翌朝、人間がやってきて、ねずみ捕りの中のツェねずみを見て、言った。

「しめた。しめた。とうとう、かかった。意地の悪そうなねずみだな。さあ、出て来い。こぞう」

狐人的読書感想

『鳥箱先生とフウねずみ』『クンねずみ』そして『ツェねずみ』という順番で宮沢賢治さんの「ねずみ3部作」を読んできたのですが、全部風刺的な内容、皮肉なブラックユーモアがたまらない作品で、ひねくれものな僕としてはとてもおもしろかったです。

今回も『クンねずみ』に通じる教訓が含まれていたと感じます。

すなわち「謙虚さを忘れてはいけない」ということなのです。子供に言い聞かせるのならば「ツェねずみみたいにわがままばかり言ってはいけないよ」といった感じでしょうか、なんとなく自分も身につまされる思いがします。

子供、身体障害者、高齢者――現代は、なんだかんだで「弱者にやさしい社会」になってきているのかな、なんて思うことがあります。

それは裕福で、ゆとりある社会の証拠であるように感じられて、決して悪いことではないのだという気がしますが、その弱さを逆に利用して、ツェねずみのように自分だけが不当な利益を得ようとするケースを、たまにニュースなどで目にしたりします。

子供を過剰に甘やかし、子供もそれを当たり前のことと思っているモンスターペアレントだったり、身体障害者の方が賠償目的でわざと事件を起こしたり、年金の不正受給問題だったり――親切を示すほうにも、親切を受けるほうにも、ある程度の慎みや覚悟が必要で、それはどの程度が適当なのか、ということを考えていると、とても難しく思えてくるんですよね。

親切を示すほうはたぶん気軽な気持ちでそうすることが多いのではないでしょうか。たとえば作中、イタチがツェねずみに「金米糖こんぺいとうがこぼれている」ことを教えてあげたみたいに。このとき、誰かがもう全部拾ってしまっていて、ツェねずみが金米糖を拾えないかもしれないという可能性までは考慮しないように思います。

小さな親切が大きなお世話になる場合もあって、親切をする側はそこまで意識しなければいけないのかな、などと考えてみるのですが、だけどやっぱりそれには無理があるような気がして、親切を受ける側がその親切から利益を受けられない覚悟を持つことのほうが、自然な感じがするんですよね。

ツェねずみの場合も「金米糖がまだあったらラッキー」くらいのノリで、イタチの親切を受け入れるべきだったのかな、という気がします。

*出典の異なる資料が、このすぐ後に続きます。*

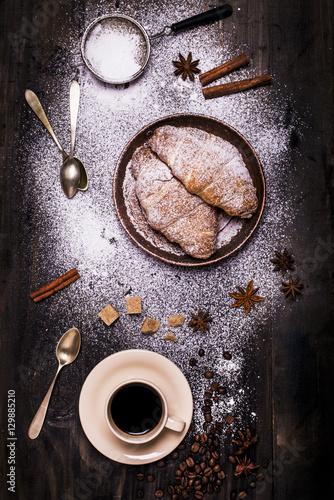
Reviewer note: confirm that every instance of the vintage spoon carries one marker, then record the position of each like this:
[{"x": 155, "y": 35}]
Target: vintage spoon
[
  {"x": 70, "y": 171},
  {"x": 37, "y": 108},
  {"x": 67, "y": 350}
]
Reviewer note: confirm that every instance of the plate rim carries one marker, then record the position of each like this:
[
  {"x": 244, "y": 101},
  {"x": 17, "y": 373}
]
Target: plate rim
[{"x": 192, "y": 262}]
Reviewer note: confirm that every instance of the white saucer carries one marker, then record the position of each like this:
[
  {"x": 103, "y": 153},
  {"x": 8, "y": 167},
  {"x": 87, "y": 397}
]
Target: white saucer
[{"x": 127, "y": 365}]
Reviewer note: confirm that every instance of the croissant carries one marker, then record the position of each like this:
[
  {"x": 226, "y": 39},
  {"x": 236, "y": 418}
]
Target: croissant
[
  {"x": 208, "y": 166},
  {"x": 182, "y": 217}
]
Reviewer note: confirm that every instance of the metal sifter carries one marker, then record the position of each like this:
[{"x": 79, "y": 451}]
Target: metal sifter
[{"x": 116, "y": 48}]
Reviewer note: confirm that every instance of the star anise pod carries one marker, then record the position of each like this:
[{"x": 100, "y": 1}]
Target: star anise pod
[
  {"x": 245, "y": 466},
  {"x": 200, "y": 322},
  {"x": 245, "y": 441},
  {"x": 186, "y": 67},
  {"x": 246, "y": 298},
  {"x": 292, "y": 288},
  {"x": 283, "y": 261}
]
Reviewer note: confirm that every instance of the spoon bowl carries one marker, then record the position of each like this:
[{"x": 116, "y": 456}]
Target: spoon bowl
[{"x": 67, "y": 350}]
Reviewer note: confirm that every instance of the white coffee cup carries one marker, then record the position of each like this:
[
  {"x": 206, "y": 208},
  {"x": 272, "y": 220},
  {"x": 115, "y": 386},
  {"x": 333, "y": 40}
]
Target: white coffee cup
[{"x": 158, "y": 421}]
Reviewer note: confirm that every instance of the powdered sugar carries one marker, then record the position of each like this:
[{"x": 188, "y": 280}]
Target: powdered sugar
[{"x": 85, "y": 232}]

だけど人間、得ができると思うとどうしても期待してしまって、教えてもらった情報で得ができなかったとなると、親切にしてくれた相手を逆恨みしてしまうという気持ちも、わからなくもないように思ってしまいます。

とくにクレーマーをイメージしたとき、お金を払って商品を買ったり、サービスを受けたりした場合、「こっちはお金を払ってんだぞ!」という意識が働いて、相手がきちんと謝っているにもかかわらず、なかなか許しがたい気分が拭えないこともあるのかもしれません。

店員さんやサポートセンターが言い訳ばかりして、ろくに謝罪をしなかったり、あからさまに態度が悪いと、「それは許せない!」となる気持ちは僕にもわかってしまいます。

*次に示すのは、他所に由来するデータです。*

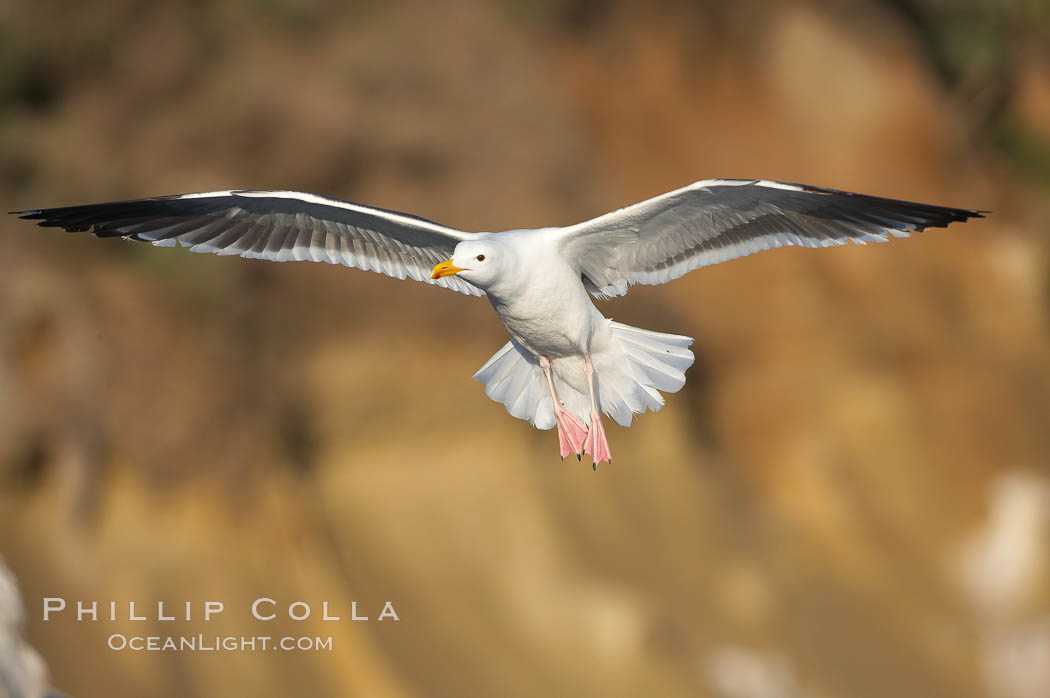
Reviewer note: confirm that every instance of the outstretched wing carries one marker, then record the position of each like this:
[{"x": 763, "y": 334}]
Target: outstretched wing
[
  {"x": 279, "y": 226},
  {"x": 714, "y": 220}
]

とはいえ、相手に何も期待せず、だまされる前提ですべての親切を受け入れる、というのも、なんだか寂しい気がします。

親切をする側が悪意を持って親切をすることは、一般的な人間関係の中ではやはり少なく、やさしさや親切を受ける側が謙虚な気持ちであることが、やっぱり一番大事なのかな、と、今回の読書感想では思いました。

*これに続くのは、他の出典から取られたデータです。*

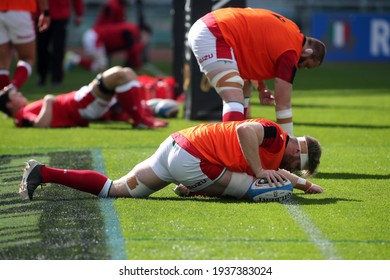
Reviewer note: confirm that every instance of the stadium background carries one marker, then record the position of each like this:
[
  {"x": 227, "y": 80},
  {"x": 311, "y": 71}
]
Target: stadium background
[
  {"x": 352, "y": 30},
  {"x": 344, "y": 104}
]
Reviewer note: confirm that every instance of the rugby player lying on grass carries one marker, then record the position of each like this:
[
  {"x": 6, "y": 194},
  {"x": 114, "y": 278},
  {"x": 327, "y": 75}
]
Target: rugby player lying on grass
[
  {"x": 216, "y": 159},
  {"x": 78, "y": 108}
]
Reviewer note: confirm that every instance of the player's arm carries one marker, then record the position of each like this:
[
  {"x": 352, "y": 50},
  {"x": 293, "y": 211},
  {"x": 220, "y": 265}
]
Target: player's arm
[
  {"x": 300, "y": 183},
  {"x": 44, "y": 17},
  {"x": 46, "y": 114},
  {"x": 266, "y": 96},
  {"x": 251, "y": 136},
  {"x": 286, "y": 66}
]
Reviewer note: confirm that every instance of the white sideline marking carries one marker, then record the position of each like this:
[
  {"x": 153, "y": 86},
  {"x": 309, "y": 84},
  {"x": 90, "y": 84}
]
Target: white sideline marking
[
  {"x": 114, "y": 238},
  {"x": 315, "y": 234}
]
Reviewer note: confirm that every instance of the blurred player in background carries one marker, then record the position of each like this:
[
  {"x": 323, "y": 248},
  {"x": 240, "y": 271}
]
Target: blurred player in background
[
  {"x": 112, "y": 34},
  {"x": 51, "y": 44},
  {"x": 235, "y": 46},
  {"x": 112, "y": 11},
  {"x": 216, "y": 159},
  {"x": 17, "y": 33},
  {"x": 78, "y": 108}
]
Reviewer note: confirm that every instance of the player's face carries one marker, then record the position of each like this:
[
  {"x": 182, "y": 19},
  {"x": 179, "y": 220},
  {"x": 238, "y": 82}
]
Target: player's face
[
  {"x": 291, "y": 160},
  {"x": 17, "y": 100},
  {"x": 307, "y": 63}
]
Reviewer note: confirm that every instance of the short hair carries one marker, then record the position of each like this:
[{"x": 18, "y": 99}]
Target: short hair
[
  {"x": 4, "y": 99},
  {"x": 314, "y": 153},
  {"x": 319, "y": 49}
]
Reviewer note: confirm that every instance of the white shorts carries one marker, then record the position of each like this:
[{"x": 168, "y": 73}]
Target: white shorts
[
  {"x": 207, "y": 48},
  {"x": 172, "y": 163},
  {"x": 16, "y": 27},
  {"x": 92, "y": 108}
]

ツェねずみのように、弱さを逆に利用して、みんなから嫌われて、友達をなくさないように心がけたいな、と思いました。

読書感想まとめ

謙虚な気持ちを忘れないこと!

狐人的読書メモ

弱者は、やさしくされたり親切にされたりすることを当たり前だとは思わずに、やさしさや親切を受け入れなければならないと考えるが、弱者にやさしい社会こそ、真の裕福でゆとりある良い社会だといえる気はする。

しかしそうなると、弱さを逆手に取る弱者が必ず現れる。その主張が正しいかどうかは、時代によって大きく分かれてくる気がする。

いまの日本の社会は裕福でゆとりある良い社会なのだろうか? 弱者が優遇され、他のものがバカを見る社会なのではないか? とはいえ、弱者が虐げられる社会であっていいとも思えず――なんだかよくわからなくなってくる。

・『ツェねずみ/宮沢賢治』の概要

生前未発表作。『ツェねずみ』『クンねすみ』『鳥箱先生とフウねずみ』でねずみ3部作。風刺的、皮肉が利いたブラックユーモアがおもしろい。学ぶべき教訓もわかりやすく、親子で読むのにもおすすめできる。社会での生き方、弱者救済の社会の在り方など、突き詰めて考えてみると奥の深い作品でもある。

以上、『ツェねずみ/宮沢賢治』の狐人的な読書メモと感想でした。

最後までお付き合いいただきありがとうございました。